Together, PUEO, RNO and IceCube2 will act as a set of observatories that cover the range of neutrinos and their energy ranges.
“What we’ve learned from ANITA and IceCube gives us the tools to build the next generation and do it in a way that gets to the science fast,” Vieregg said.
As Gorham looks ahead to the future of studying neutrinos, it unfurls more like a marathon than a sprint — but one that’s well worth it.
“What we do has horizons which are a generation long, that’s the benefit to society we have to be looking at,” Gorham said.

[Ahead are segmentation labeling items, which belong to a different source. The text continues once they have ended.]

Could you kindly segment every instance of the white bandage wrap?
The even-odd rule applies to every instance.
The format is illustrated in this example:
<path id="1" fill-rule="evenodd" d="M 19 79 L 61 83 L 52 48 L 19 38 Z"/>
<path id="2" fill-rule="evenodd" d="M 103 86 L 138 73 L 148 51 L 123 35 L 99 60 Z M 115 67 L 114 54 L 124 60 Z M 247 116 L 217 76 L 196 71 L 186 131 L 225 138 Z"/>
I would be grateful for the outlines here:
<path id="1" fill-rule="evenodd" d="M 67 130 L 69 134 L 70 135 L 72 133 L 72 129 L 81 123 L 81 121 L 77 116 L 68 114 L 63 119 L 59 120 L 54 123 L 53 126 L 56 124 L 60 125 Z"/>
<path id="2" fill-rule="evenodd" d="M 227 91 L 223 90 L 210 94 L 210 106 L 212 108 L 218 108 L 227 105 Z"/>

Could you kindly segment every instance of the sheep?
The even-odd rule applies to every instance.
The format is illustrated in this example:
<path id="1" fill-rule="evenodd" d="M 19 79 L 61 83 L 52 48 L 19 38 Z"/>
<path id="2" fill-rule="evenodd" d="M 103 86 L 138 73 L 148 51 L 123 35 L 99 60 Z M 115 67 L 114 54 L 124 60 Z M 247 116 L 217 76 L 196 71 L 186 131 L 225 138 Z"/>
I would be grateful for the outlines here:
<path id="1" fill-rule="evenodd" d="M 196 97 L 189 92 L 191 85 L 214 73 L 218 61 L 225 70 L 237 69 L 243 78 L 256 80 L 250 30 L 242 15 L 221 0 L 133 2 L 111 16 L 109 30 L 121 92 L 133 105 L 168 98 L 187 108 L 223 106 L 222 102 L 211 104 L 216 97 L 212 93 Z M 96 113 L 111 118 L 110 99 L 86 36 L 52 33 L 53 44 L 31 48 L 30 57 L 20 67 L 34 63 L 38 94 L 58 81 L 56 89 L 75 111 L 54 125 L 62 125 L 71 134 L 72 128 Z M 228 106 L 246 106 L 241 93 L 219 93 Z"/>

“When Pierre Curie discovered X-rays from radium that he put in his desk in the 1890s, he had no idea that by a generation later, X-rays would become the most valuable medical tool maybe ever, and they still are. If physicists hadn’t been working on quantum mechanics in the ’20s and ’30s, we would never have gotten transistors in the ’50s and ’60s. We wouldn’t have cellphones and computers today.
“These things take a generation to really unfold in terms of their benefits, and that’s certainly the case for neutrinos. It may be another generation before we understand them, and we can’t predict what the outcome may be, but it probably will be incredible.”
The beginning of neutrino astronomy is happening now, Vieregg said. As researchers learn about the sources of these neutrinos, they can put the larger picture together.
And we’re also living in a time when multi-messenger astronomy — a combination of observations and data across the electromagnetic spectrum — is helping to shed light on previously mysterious occurrences in the universe. These messengers include the detection of gravitational waves, or ripples in space time, as well as the neutrino tracing detection by IceCube in 2018.
“We’ll be reaping the scientific rewards in the next 10 to 15 years,” Vieregg said. “Neutrinos are interesting because you can match them with other observations, such as optical from regular telescopes, or gravitational wave observations. Put them together and we can learn even more about what’s out there in the universe.”